The TrustScore Brings Transparency to Hotels, Consumers & Travel Agents Alike
At TrustYou we’ve built our business as hospitality-facing solution for online reputation management. We are well known in the hospitality industry, but if you aren’t in the business, we would bet that you had not heard of us. Until now.
This week our TrustScore went public (No, we are not being traded on the market). We did, however, add a search feature to our homepage that allows you to find your hotel’s score and post it directly on your website - all for free. This also means that anyone (yes, friendly hotel competition, consumers and travel agents) can search for your hotel’s TrustScore (ranking based on 1 to 100).
So what is this “TrustScore” we are talking about? Think of it as the Klout Score for hotels. The TrustScore is based on a compilation reviews and sentiments across all review sites, blogs and social media comments out there (think TripAdvisor, Expedia, Google+, Yelp, Facebook, Twitter and hundreds of niche sites where guests can leave comments). We monitor over 200 sites in 23 languages, so the score truly is a global picture of what is being said about the hotel. Instead of having to search hundreds of sites to understand what is really being said, we boil it down into one easy-to-read score.
We think it’s a game changer. Why? Let’s take a look:
Hotels that rock – Hotels with the highest TrustScores will want to wear them as a badge of honor. If you could tattoo the words excellent on your forehead, you would, right (in a figurative way, of course)? Hotels with “excellent” TrustScores will promote them, and rightfully so! To help facilitate this, we give free embed codes to hotels that wish to display their score. That’s right, free marketing on your own website. Consumers who see this will be encouraged to book right on your website (hellooo, conversion rates!).
Hotels missing the mark – Hotels that fall below “excellent” or “good” to “okay” or “poor” will probably wish the TrustScore would go away. Back to the tattooing of your forehead analogy, you wouldn’t want to put “I’m just okay” across your brow. Smart hotels will see this as an opportunity; they will use the feedback that is bringing down the TrustScore constructively to make improvements. Is the elevator chronically out of order? Are there housekeeping issues? What weighs down the ranking is what will ultimately bring them up once fixed. Consumers who see an “okay” or lesser ranking will not be encouraged to book. A drop in bookings will encourage quicker resolutions.

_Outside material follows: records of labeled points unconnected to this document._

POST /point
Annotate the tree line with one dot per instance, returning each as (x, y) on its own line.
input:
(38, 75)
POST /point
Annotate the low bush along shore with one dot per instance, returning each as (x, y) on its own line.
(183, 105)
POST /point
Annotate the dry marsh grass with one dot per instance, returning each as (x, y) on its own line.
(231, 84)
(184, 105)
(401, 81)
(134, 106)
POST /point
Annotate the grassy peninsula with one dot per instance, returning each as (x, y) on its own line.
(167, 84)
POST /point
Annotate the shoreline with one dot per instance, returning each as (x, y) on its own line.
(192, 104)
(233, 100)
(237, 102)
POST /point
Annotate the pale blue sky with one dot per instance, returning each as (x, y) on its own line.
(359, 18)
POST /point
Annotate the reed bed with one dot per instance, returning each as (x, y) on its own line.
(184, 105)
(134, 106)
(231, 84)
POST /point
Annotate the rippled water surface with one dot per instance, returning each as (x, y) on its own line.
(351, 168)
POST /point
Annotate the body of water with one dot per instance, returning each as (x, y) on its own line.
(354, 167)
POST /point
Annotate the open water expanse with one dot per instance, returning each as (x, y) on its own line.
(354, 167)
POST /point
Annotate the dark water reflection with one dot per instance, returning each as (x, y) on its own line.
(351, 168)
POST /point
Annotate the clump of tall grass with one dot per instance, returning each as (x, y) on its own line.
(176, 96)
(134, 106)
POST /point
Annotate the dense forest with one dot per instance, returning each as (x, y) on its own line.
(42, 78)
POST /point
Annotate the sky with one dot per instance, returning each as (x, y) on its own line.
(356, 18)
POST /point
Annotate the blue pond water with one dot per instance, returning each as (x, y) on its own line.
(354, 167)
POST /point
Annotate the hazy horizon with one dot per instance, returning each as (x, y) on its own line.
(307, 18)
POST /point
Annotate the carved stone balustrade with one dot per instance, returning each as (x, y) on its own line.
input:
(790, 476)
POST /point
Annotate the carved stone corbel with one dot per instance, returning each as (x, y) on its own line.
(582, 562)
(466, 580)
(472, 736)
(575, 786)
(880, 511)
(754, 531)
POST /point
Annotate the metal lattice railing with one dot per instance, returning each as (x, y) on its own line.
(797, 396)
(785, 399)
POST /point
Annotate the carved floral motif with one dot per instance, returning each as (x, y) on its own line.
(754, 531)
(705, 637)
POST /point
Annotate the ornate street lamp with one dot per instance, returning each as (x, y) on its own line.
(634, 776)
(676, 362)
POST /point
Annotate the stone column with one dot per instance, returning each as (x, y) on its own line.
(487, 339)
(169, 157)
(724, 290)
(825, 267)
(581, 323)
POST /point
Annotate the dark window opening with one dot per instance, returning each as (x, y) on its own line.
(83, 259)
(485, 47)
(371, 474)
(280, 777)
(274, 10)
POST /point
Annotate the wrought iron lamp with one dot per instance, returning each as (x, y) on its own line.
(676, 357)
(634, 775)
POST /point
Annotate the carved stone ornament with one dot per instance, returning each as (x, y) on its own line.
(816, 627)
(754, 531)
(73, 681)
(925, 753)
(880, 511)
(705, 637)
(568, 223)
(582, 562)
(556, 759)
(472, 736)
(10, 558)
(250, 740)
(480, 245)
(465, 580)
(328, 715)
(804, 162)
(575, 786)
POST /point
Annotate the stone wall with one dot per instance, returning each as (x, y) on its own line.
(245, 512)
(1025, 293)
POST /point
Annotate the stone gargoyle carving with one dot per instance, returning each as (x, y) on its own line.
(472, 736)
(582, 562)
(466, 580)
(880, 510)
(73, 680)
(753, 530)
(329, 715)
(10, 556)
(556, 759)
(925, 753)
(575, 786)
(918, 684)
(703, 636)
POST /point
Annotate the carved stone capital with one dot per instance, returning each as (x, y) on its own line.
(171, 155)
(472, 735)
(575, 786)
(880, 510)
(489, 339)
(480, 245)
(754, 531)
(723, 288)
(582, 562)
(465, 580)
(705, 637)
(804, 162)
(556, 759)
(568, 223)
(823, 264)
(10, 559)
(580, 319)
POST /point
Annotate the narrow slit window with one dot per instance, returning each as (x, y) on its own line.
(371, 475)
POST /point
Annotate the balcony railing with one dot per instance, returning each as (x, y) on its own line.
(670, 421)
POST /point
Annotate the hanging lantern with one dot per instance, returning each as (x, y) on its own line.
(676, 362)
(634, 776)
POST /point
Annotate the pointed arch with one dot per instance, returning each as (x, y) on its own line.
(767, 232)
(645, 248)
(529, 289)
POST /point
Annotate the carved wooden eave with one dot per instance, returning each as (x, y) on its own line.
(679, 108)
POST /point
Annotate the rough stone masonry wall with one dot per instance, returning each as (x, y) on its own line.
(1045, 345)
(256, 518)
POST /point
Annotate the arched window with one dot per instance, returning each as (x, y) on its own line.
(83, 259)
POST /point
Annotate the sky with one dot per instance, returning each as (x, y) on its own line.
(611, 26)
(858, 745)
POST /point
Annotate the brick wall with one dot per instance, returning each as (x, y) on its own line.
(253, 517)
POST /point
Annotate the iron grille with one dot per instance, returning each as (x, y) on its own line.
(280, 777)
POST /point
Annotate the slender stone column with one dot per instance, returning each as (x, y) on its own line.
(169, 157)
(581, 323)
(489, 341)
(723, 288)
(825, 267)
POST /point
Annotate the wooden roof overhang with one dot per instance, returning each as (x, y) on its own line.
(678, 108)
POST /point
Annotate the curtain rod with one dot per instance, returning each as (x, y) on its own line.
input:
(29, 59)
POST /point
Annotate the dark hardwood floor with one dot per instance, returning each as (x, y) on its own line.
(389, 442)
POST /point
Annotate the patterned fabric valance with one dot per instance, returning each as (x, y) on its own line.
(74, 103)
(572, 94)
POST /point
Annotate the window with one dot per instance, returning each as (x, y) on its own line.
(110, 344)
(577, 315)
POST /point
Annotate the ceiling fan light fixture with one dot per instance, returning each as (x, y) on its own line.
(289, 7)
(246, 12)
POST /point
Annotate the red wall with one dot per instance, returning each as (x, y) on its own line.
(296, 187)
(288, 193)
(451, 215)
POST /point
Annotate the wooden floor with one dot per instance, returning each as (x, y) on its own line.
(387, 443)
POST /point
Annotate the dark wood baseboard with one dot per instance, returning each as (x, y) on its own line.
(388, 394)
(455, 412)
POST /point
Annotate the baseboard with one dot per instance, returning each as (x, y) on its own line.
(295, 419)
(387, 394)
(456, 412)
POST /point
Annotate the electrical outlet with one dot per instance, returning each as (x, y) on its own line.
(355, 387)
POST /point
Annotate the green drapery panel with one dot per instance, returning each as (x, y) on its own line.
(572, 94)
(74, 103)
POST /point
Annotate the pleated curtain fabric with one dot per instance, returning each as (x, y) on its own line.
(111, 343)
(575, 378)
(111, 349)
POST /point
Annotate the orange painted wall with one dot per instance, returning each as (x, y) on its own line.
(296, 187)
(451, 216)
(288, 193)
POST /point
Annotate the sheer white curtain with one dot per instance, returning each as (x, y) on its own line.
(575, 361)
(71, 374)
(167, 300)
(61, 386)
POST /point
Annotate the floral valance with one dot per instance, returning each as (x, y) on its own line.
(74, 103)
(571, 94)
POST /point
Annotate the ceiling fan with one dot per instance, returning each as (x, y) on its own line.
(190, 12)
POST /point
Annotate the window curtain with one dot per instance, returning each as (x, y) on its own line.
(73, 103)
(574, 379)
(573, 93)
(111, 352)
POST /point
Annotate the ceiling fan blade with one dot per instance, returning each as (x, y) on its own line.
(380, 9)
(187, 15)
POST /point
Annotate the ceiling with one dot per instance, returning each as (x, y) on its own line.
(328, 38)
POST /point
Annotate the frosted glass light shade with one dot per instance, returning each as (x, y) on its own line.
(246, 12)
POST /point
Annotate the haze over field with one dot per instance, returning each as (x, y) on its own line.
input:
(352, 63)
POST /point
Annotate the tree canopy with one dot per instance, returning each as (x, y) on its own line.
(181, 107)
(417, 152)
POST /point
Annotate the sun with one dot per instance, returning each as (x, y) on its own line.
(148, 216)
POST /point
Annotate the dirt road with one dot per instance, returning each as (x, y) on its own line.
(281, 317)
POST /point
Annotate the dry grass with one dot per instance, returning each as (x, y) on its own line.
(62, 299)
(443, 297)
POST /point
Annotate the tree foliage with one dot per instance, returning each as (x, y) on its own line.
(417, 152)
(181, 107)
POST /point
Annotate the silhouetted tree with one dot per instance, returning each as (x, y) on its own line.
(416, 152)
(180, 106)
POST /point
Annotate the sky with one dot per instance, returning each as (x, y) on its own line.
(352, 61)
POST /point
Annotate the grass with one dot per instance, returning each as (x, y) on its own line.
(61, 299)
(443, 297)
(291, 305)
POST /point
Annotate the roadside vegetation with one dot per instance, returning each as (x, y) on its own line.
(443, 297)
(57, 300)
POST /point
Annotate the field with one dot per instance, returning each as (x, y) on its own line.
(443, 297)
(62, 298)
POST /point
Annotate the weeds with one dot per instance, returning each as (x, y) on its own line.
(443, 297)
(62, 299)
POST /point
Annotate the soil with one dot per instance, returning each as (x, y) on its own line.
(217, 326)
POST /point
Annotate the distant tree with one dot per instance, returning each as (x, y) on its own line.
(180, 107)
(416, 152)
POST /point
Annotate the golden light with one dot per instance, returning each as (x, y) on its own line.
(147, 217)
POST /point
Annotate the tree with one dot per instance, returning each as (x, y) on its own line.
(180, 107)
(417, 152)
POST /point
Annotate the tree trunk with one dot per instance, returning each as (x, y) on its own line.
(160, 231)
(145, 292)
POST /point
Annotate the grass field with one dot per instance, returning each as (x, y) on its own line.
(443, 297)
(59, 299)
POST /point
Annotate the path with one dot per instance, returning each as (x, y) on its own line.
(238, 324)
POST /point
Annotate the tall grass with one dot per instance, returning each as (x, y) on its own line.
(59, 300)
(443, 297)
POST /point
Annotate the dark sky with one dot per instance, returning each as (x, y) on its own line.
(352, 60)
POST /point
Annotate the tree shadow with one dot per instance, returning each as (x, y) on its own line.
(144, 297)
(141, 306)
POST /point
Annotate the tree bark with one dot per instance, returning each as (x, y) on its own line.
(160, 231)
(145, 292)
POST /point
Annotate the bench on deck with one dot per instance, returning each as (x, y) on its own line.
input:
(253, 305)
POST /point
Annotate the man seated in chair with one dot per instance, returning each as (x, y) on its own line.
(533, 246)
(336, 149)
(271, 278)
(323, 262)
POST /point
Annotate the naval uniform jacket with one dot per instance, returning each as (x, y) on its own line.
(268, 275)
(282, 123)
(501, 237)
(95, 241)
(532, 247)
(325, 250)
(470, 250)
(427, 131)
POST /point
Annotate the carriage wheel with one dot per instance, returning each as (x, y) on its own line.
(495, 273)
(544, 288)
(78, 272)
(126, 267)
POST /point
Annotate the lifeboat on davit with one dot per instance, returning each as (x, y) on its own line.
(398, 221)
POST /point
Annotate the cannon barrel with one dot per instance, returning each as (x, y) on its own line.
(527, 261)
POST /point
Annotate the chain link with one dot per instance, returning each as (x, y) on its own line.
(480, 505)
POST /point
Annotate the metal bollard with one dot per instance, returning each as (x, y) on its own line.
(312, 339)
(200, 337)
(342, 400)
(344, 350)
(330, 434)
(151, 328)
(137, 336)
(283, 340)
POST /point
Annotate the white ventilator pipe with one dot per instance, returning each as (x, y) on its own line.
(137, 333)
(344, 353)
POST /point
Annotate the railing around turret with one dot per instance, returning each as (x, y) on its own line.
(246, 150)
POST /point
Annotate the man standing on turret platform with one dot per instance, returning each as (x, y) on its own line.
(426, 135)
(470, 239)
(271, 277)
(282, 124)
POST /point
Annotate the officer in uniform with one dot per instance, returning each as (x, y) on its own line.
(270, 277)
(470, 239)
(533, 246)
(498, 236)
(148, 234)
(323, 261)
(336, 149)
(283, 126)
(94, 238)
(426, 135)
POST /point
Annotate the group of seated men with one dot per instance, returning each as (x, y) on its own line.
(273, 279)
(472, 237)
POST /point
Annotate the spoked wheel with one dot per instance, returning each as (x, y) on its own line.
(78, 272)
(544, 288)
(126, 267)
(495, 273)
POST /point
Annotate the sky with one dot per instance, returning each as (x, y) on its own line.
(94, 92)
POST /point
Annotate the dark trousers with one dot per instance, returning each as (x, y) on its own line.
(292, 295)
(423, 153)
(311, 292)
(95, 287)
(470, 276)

Stepping it up – When your report card, so to speak, is in plain view for all to see it pushes you to excellence. The best comparison would be when New York City restaurants were required to post letter grades in the window of the establishment - where they can easily be seen by people passing by - that correspond to the scores received from sanitary inspections (A, B, C, etc.). If one of your favorite restaurants all of a sudden had a “C” in the window, it quickly dropped from your top list. The end result of this transparency was a better experience for diners. The same, we hope, will hold true for hotel guests.
We’re in this for hoteliers; we want to provide the best and most efficient way for them to monitor the hundreds of review sites and comments out there on the social web. In doing this, our core values have been transparency and authenticity. We see the TrustScore as a win-win for both hoteliers and consumers. As they say, the truth shall set you free. What do you think?